Pay close attention to the amount of money that is entering your budget, and how much is exiting per month. It is an easy mistake to make when you spend a bit more than you make. If this is so, your spending habits must be changed immediately.
Calling your credit card company can be a very worthwhile endeavor. In all honesty, it cannot hurt to ask for a lower interest rate. It has been said that many people simply do not think to call their creditors while their finances fall into debt. If you feel yourself falling behind, please take this into serious consideration.
3. Consolidate your Commitments
If you have multiple credit card and loan bills coming at you every month, it is understandable how you could feel smothered or constrained by debt. A good way to relieve this tension is to fold these obligations into one easy to handle loan that you pay once a month.
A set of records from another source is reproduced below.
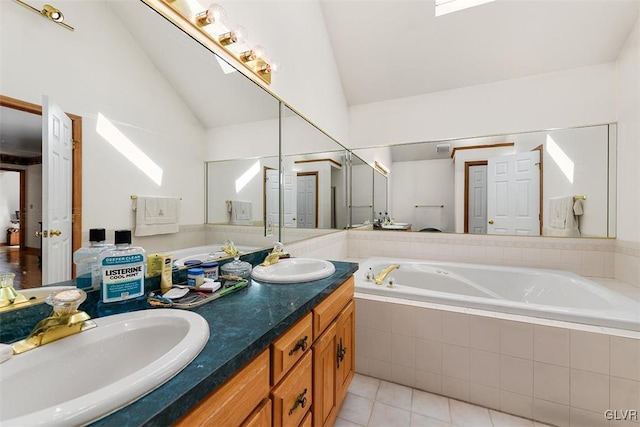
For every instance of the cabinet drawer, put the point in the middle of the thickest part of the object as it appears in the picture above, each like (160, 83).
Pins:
(290, 347)
(232, 403)
(330, 307)
(292, 398)
(261, 417)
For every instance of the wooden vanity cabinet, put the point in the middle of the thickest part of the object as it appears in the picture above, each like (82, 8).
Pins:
(299, 381)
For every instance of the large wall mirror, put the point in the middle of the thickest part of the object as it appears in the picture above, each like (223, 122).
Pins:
(148, 94)
(314, 190)
(552, 183)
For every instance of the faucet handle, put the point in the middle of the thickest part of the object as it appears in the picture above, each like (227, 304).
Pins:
(66, 301)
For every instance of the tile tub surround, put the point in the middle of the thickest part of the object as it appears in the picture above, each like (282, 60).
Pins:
(553, 372)
(242, 325)
(607, 258)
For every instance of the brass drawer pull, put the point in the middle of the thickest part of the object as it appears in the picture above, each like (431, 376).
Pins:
(302, 343)
(300, 401)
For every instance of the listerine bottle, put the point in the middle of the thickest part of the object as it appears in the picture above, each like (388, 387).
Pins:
(87, 260)
(123, 269)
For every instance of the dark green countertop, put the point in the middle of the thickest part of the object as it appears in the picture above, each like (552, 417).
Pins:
(242, 324)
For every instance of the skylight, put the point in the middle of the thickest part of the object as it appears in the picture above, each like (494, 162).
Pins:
(448, 6)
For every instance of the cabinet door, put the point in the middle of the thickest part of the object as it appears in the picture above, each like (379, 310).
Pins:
(324, 378)
(345, 351)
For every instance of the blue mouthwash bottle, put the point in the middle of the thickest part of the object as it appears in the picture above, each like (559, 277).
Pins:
(87, 260)
(123, 269)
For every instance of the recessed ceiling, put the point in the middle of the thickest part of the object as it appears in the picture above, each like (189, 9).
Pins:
(394, 49)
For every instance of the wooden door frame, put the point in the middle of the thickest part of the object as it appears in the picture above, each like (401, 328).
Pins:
(313, 173)
(76, 195)
(466, 189)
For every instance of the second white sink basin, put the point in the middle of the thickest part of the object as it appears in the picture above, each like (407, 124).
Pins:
(81, 378)
(294, 270)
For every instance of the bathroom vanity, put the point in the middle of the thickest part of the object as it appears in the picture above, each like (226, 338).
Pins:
(278, 354)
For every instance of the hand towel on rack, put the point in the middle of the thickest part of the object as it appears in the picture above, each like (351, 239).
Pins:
(562, 221)
(240, 212)
(156, 215)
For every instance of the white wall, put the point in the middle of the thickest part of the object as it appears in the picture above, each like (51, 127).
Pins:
(628, 114)
(424, 182)
(562, 99)
(294, 34)
(99, 69)
(9, 200)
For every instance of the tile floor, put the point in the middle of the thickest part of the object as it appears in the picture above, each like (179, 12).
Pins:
(376, 403)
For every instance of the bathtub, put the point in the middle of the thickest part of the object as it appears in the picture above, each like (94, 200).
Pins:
(550, 294)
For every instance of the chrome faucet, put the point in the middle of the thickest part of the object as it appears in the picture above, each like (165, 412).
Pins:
(65, 320)
(8, 295)
(275, 255)
(379, 279)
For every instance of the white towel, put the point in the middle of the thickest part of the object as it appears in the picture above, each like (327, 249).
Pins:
(156, 215)
(562, 221)
(240, 212)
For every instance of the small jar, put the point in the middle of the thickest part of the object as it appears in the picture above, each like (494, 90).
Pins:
(195, 277)
(210, 270)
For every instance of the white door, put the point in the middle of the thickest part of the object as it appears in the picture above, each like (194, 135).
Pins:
(477, 213)
(57, 161)
(306, 201)
(272, 200)
(290, 204)
(513, 194)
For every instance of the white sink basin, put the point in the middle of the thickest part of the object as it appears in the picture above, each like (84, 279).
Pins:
(81, 378)
(294, 270)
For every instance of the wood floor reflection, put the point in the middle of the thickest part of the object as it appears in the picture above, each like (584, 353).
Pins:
(24, 264)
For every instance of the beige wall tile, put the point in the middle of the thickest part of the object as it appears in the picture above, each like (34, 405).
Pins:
(453, 387)
(381, 370)
(429, 324)
(488, 397)
(551, 382)
(455, 361)
(516, 339)
(485, 333)
(625, 358)
(590, 352)
(580, 418)
(429, 382)
(589, 391)
(403, 375)
(516, 375)
(625, 394)
(455, 328)
(380, 316)
(380, 345)
(403, 320)
(484, 368)
(429, 356)
(552, 345)
(403, 351)
(516, 404)
(552, 413)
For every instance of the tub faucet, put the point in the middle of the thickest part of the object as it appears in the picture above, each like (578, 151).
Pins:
(65, 320)
(379, 279)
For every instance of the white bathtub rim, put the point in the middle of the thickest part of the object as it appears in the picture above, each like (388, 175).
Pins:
(541, 321)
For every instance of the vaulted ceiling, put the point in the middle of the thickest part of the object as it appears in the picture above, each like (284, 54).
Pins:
(388, 49)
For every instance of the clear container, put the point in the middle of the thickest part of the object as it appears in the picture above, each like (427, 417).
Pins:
(237, 268)
(210, 270)
(195, 277)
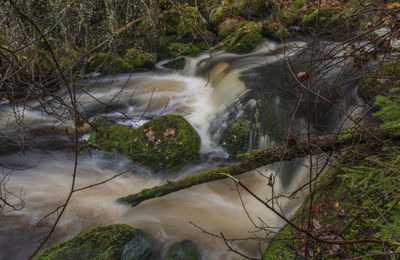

Credit card payments can be consolidated this way, as can student loans. This will help you stay ahead instead of falling behind while juggling multiple payments.
4. Prioritize Payments
Sometimes you just cannot help but miss a bill, right? It can happen to anybody. When that happens, though, you are faced with a tough decision. It is recommended that you keep current on obligations such as mortgages and auto loans. Necessities such as utility bills and very important debts such as student loans or federal taxes should take priority. It hurts to let some things slide, but at the end of the day, some things are just more pertinent than others.
5. Consult a Credit Counselor
While it is possible to handle things yourself, there are professionals available for a reason. Besides, two heads are better than one in some cases. A counselor can negotiate with your creditors on your behalf, and possibly make a better deal than you could ever land on your own. They could even potentially get some late fees or penalties eliminated for you. They will also act as a consolidator, arranging one monthly payment for you that is then distributed to your creditors.
When choosing a credit counsellor, however, always look for a non-profit agency. Experts say that for-profit agencies tend to get worse deals for you than that of a non-profit, or even if you were to just negotiate for yourself.
Debt is a scary nightmare that feels impossible to wake up from, but it is not possible. All it takes are a few carefully thought out decisions and asking the right people for help. Just keep your head up, your mind calm, and walk yourself through these steps and you may just find yourself walking the road to success once more.